Robby Müller was een waanzinnige cameraman die meer dan zeventig films maakte met de groten der cinema: van Wim Wenders en Jim Jarmusch tot Lars von Trier en Steve McQueen. Hij was cinematograaf van beroemde films als Paris, Texas, Down By Law, Breaking the Waves en Dancer in the Dark. Hij maakte in totaal zelfs twaalf films met Wenders. In de documentaire die Claire Pijman over Robby Müller maakte spraken deze regisseurs in buitengewoon lovende termen over hem: van zielsverwant tot tweelingbroer. Zijn filmwerk werd gekenmerkt door een suggestieve combinatie van weinig licht en een bepaalde kalmte. Hij stond daarbij open voor toeval en het vangen van het juiste magische moment. Steve McQueen hoorde hem ooit zeggen: “Je moet filmen zoals een kat op tafel springt: met precies genoeg moeite.” Müller won verschillende internationale oeuvreprijzen voor zijn filmwerk en in 1988 trad hij op als jurylid op het Filmfestival van Cannes. Müller trainde overigens ook de Nederlandse cameraman Hoyte van Hoytema, die op zijn beurt weer hoge ogen gooide (en flink wat nominaties kreeg) voor films als Interstellar en Dunkirk.
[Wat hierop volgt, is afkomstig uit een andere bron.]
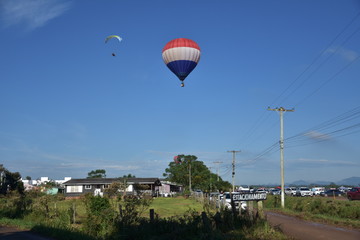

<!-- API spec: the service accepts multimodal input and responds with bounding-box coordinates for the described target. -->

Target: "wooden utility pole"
[228,150,241,192]
[213,161,222,181]
[268,107,295,208]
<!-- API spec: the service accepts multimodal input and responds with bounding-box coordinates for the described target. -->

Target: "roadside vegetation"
[265,195,360,229]
[0,192,287,240]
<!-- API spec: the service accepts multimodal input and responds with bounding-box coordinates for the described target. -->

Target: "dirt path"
[0,226,52,240]
[266,211,360,240]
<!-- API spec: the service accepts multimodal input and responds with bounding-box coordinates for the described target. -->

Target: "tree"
[0,164,24,195]
[123,173,136,178]
[87,169,106,178]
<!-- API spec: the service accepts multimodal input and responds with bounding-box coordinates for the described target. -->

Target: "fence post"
[258,201,264,219]
[119,204,122,217]
[73,203,76,224]
[248,201,254,221]
[150,208,155,222]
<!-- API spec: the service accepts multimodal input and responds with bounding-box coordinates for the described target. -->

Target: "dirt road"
[0,226,51,240]
[266,211,360,240]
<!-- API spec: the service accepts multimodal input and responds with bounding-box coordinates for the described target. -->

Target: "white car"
[296,187,313,197]
[311,187,325,196]
[224,192,247,210]
[285,187,296,196]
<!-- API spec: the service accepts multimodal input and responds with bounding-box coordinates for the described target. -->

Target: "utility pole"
[209,167,212,193]
[213,161,222,181]
[189,159,191,193]
[228,150,241,192]
[268,107,295,208]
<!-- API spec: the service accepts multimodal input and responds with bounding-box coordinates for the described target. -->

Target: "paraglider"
[105,35,122,57]
[174,156,182,164]
[162,38,200,87]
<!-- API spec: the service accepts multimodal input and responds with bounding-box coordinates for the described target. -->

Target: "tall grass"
[265,196,360,228]
[0,195,286,240]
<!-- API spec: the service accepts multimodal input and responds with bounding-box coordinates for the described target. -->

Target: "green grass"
[149,197,203,218]
[265,196,360,229]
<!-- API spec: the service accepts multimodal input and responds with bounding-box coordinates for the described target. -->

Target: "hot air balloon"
[105,35,122,57]
[162,38,200,87]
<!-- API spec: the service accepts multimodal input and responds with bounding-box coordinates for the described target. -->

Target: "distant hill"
[286,177,360,187]
[336,177,360,187]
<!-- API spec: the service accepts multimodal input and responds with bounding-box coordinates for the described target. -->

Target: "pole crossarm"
[268,107,295,112]
[227,150,241,192]
[268,107,295,208]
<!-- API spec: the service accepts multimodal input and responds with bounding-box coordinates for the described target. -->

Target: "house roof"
[63,178,161,186]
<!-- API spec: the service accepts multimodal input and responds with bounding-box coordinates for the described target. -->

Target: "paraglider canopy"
[105,35,122,43]
[105,35,122,57]
[162,38,200,87]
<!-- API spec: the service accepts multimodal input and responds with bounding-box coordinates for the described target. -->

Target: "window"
[66,186,82,193]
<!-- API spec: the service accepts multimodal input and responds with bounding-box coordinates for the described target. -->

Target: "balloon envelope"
[162,38,200,81]
[105,35,122,43]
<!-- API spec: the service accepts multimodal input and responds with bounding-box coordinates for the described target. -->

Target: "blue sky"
[0,0,360,184]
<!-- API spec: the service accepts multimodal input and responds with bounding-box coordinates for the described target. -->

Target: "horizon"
[0,0,360,185]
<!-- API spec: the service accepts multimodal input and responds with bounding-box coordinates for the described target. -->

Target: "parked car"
[285,187,296,196]
[224,192,247,210]
[296,187,312,197]
[346,187,360,201]
[270,189,281,195]
[320,189,343,197]
[255,188,267,193]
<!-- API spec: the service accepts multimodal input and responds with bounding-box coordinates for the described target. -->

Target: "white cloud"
[1,0,70,31]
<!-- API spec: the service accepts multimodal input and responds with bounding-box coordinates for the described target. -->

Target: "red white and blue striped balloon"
[162,38,200,86]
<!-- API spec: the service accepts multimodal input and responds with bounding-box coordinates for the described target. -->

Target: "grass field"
[265,195,360,229]
[144,197,203,218]
[0,197,287,240]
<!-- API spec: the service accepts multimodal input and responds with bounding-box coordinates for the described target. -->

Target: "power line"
[238,12,360,151]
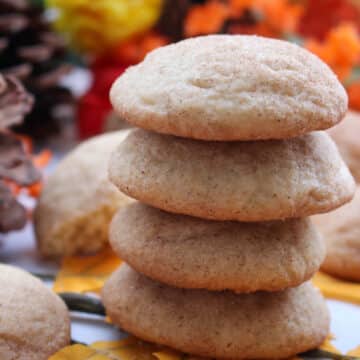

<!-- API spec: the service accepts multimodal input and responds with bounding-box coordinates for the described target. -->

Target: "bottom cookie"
[102,265,329,359]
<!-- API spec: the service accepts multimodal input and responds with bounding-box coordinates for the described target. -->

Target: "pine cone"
[0,75,40,232]
[0,0,74,138]
[0,76,33,129]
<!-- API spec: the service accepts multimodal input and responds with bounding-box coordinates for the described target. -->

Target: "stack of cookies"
[103,35,354,358]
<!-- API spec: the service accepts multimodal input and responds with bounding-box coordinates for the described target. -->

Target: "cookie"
[34,131,131,257]
[313,187,360,281]
[329,111,360,183]
[110,130,355,221]
[110,35,348,141]
[102,265,329,359]
[110,203,325,292]
[0,265,70,360]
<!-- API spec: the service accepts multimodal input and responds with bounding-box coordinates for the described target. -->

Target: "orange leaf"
[347,81,360,110]
[54,247,121,293]
[305,23,360,80]
[185,0,230,37]
[33,150,52,168]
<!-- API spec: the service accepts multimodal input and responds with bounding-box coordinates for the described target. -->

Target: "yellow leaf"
[313,272,360,305]
[49,336,167,360]
[54,247,121,293]
[320,335,341,354]
[347,346,360,356]
[91,336,158,360]
[49,345,112,360]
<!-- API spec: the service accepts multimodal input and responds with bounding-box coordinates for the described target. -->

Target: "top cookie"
[110,35,347,141]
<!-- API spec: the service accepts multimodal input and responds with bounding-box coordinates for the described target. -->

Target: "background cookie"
[110,130,355,221]
[102,265,329,359]
[110,203,325,292]
[111,35,347,141]
[313,187,360,281]
[34,131,131,256]
[0,265,70,360]
[329,111,360,183]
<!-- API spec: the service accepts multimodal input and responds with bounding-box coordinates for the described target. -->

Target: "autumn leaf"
[49,336,185,360]
[312,272,360,304]
[54,247,121,293]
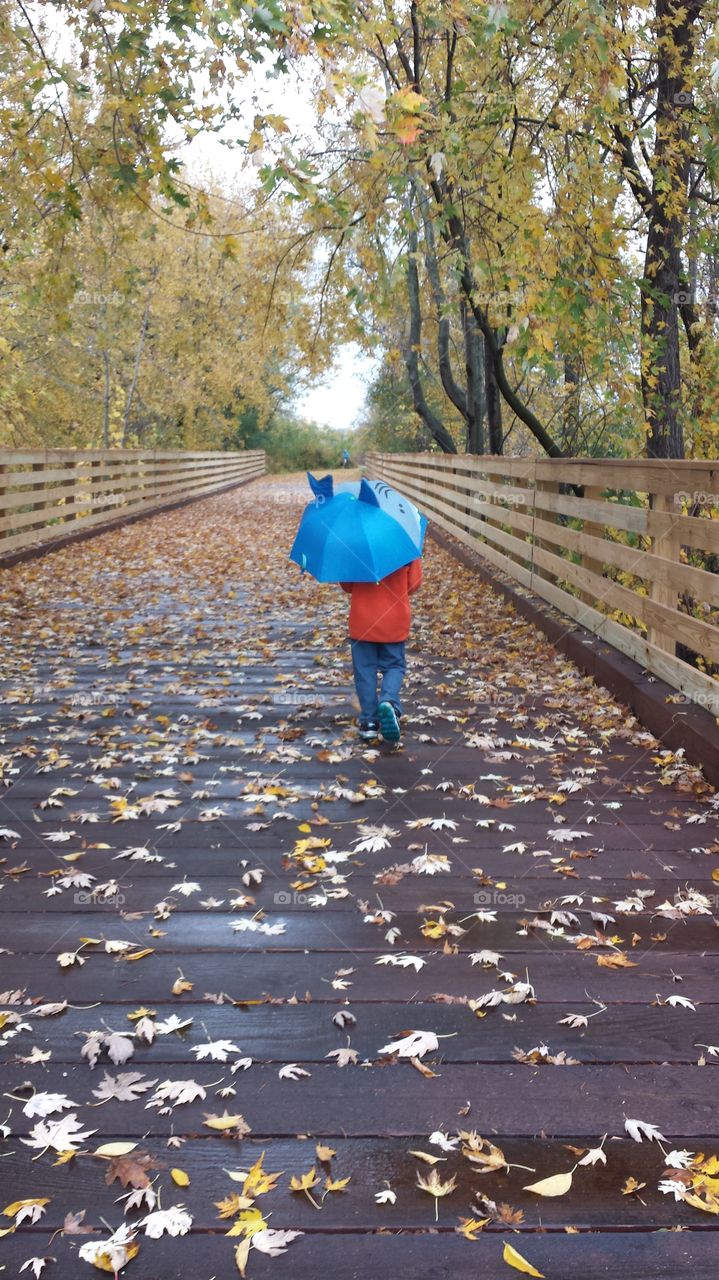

Omdat Müllers gezondheid op een gegeven moment sterk achteruit ging - hij leed aan vasculaire dementie - besloot zijn partner Andrea Müller-Schirmer, kunsthistoricus en beeldredacteur voor een kunsttijdschrift, om zijn uitgebreide archief te organiseren. Ze hadden elkaar in 1990 ontmoet op de set van één van Wenders films. Müller ging nooit de deur uit zonder camera en gaf de voorkeur aan polaroids vanwege het snelle resultaat. Hij maakte regelmatig polaroidfoto’s van verloren momenten, ook tijdens draaidagen — deels voor zijn plezier, maar ook als manier om te experimenteren met licht, kleur, schaduw en compositie. Het liefst fotografeerde hij in het ‘blauwe uur’, waarin natuurlijk licht en kunstlicht samen zichtbaar zijn. Hij had een talent om schoonheid te vinden op de minst veelbelovende plaatsen. Door zijn werk als cameraman wist Müller bovendien als geen ander hoe hij de driehoeksrelatie tussen het licht, de fotograaf en de camera optimaal kon benutten. Hij nam dan een foto, bestudeerde het resultaat en nam vervolgens een tweede, in zijn ogen betere foto. Hij schreef vervolgens de plek en datum op de achterkant van foto en bewaarde de polaroid even onder zijn shirt om hem te beschermen. In de tentoonstelling in Annet Gelink Gallery is een breed scala aan Polaroid-foto's te zien als editie-prints. Door dit grotere formaat worden ook de ongelooflijke details zichtbaar die Müller wist vast te leggen.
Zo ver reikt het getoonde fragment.